Troupe said the department treated the Marshall Heights program as a "departmental miscellaneous account" to fund unrelated projects without seeking approval from the City Council.
The bulk of the funds earmarked for Marshall Heights in fiscal 1982 and 1983 went to Alexander Grant & Co., a Chicago-based accounting firm that now employs former city administrator Elijah B. Rogers in its Washington office.
City officials said the contract was awarded while Rogers was city administrator, but that it was negotiated by Alphonse G. Hill, the deputy mayor for finance.
The auditor also said that public works officials obtained budget authorizations from the City Council for the Marshall Heights project while fully aware that the money would be spent on unrelated projects, including the consulting work.

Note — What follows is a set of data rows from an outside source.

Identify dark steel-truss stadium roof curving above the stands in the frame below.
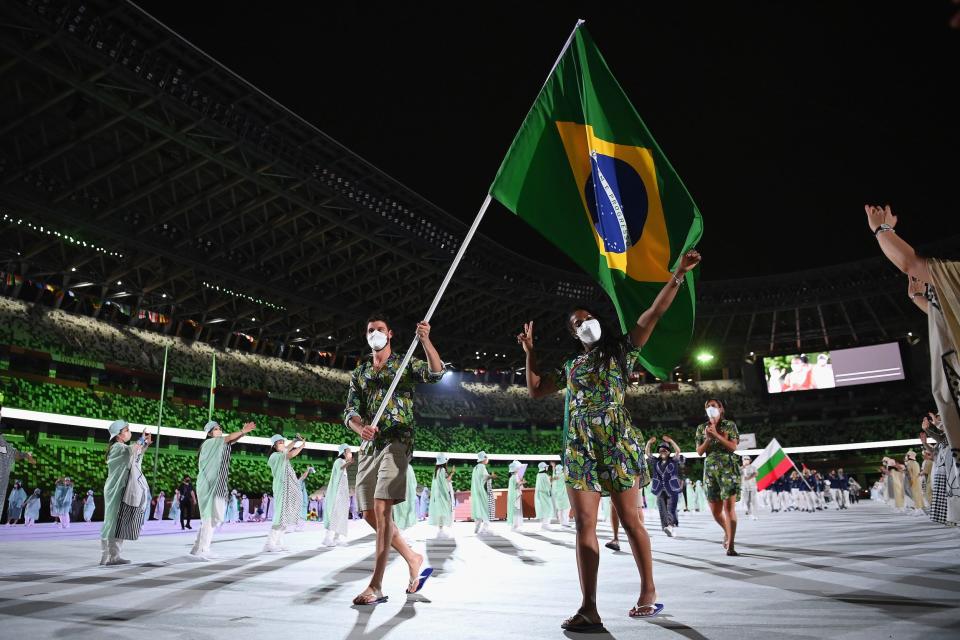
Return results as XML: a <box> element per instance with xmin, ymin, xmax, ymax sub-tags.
<box><xmin>0</xmin><ymin>0</ymin><xmax>956</xmax><ymax>367</ymax></box>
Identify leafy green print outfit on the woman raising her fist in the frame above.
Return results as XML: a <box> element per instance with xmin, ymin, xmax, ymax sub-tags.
<box><xmin>554</xmin><ymin>345</ymin><xmax>650</xmax><ymax>496</ymax></box>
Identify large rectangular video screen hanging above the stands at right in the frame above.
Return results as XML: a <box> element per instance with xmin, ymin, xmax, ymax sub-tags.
<box><xmin>763</xmin><ymin>342</ymin><xmax>904</xmax><ymax>393</ymax></box>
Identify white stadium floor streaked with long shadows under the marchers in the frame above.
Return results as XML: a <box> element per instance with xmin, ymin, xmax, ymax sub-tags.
<box><xmin>0</xmin><ymin>502</ymin><xmax>960</xmax><ymax>640</ymax></box>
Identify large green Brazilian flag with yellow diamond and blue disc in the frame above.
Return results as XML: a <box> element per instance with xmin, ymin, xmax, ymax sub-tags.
<box><xmin>490</xmin><ymin>26</ymin><xmax>703</xmax><ymax>380</ymax></box>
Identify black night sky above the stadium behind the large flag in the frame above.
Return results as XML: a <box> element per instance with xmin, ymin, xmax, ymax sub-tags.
<box><xmin>131</xmin><ymin>0</ymin><xmax>960</xmax><ymax>280</ymax></box>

City Administrator Thomas M. Downs and other city officials acknowledged yesterday that some technical mistakes were made in handling the Marshall Heights program. However, they denied that the budget approval process was circumvented or subverted and emphasized that the city is committed to completing the project.
Downs disputed Troupe's assertion that public works officials were required to get council approval to use Marshall Heights funds for the unrelated projects. He also said the Public Works Department finished work on all streets designated by the council as top priorities.
Marshall Heights, nearly 20 blocks of low- to moderate-income housing in Southeast Washington, was designated as a special target area in 1980 as part of Mayor Marion Barry's rebuilding program.
As part of the program, the city agreed to use federal housing funds to pay half the costs for repairing the sidewalks and gutters -- charges normally paid by neighborhood residents when the repairs are being done for the first time.
"Our citizens are not angry," said Carrie L. Thornhill, deputy director of the Marshall Heights Community Development Organization Inc. "Basically, we want the work completed."
Downs said the special program was halted in 1982 because the matching federal funds were unexpectedly cut off and that the council was informed of that. He said the cutoff crippled the program because, by law, the city cannot pay the entire repair costs with local funds.
He said that once the federal funds were halted public works officials then decided to use part of the Marshall Heights money to pay for the consultants and other improvement projects outside of Marshall Heights.
Downs said that public works officials erred in charging the entire $957,000 worth of consultant work to the Marshall Heights program. He said the city has decided to correct the mistake by applying the consultants' cost to the entire capital projects budget.